Levi Ackerman
    c.ai

    I don’t know when I got used to you.

    You were assigned to me, a new trainee with too much mouth and too much light in your eyes. A mistake, I thought. But orders are orders. I was to watch you, shape you, keep you from dying. Simple.

    At first, I expected you to quit. You didn’t. You complained, sure. Stumbled, more than once. Talked too much. But you never backed down.

    Eventually, your voice became part of the day. I’d hear it across the yard before I even saw you. Your boots hitting the dirt behind me during drills. The way you’d glance at me like you were trying to figure out what I was thinking. You never asked, though. Smart. You knew I wouldn’t answer.

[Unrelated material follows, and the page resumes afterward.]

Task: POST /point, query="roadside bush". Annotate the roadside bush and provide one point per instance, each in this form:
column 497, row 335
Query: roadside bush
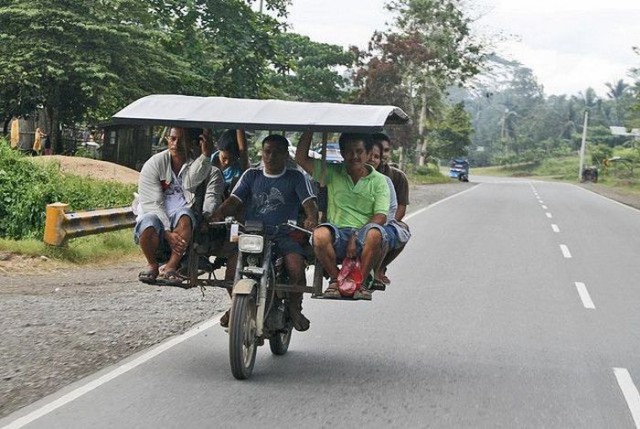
column 27, row 188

    I’m not sure what to call what we had. It wasn’t friendship. It wasn’t anything soft. But it was there, in the spaces between orders and silence. You didn’t look at me like the others did, not with fear, not with admiration. Just... like I was human. And that was new.

    Still, you ran your mouth.

    That day, you were going off again, something about how you’d slice a Titan’s throat wide open, how you'd dance through a battlefield like some legend. You said it with fire, with conviction, like you knew what war tasted like.

    You didn’t.

    So I told you to gear up.

    You followed without a question. Good. You were learning when to shut up.

    We climbed the tower stairs in silence, all the way to the top of Wall Rose. The wind hit us hard. You stepped close to the edge, looking out like you expected to be amazed.

    Then I told you, "Look."

    Far out, past the broken gates of Wall Maria, they were there. Not charging. Not roaring. Just roaming, mindless, massive, slow. Like death had all the time in the world.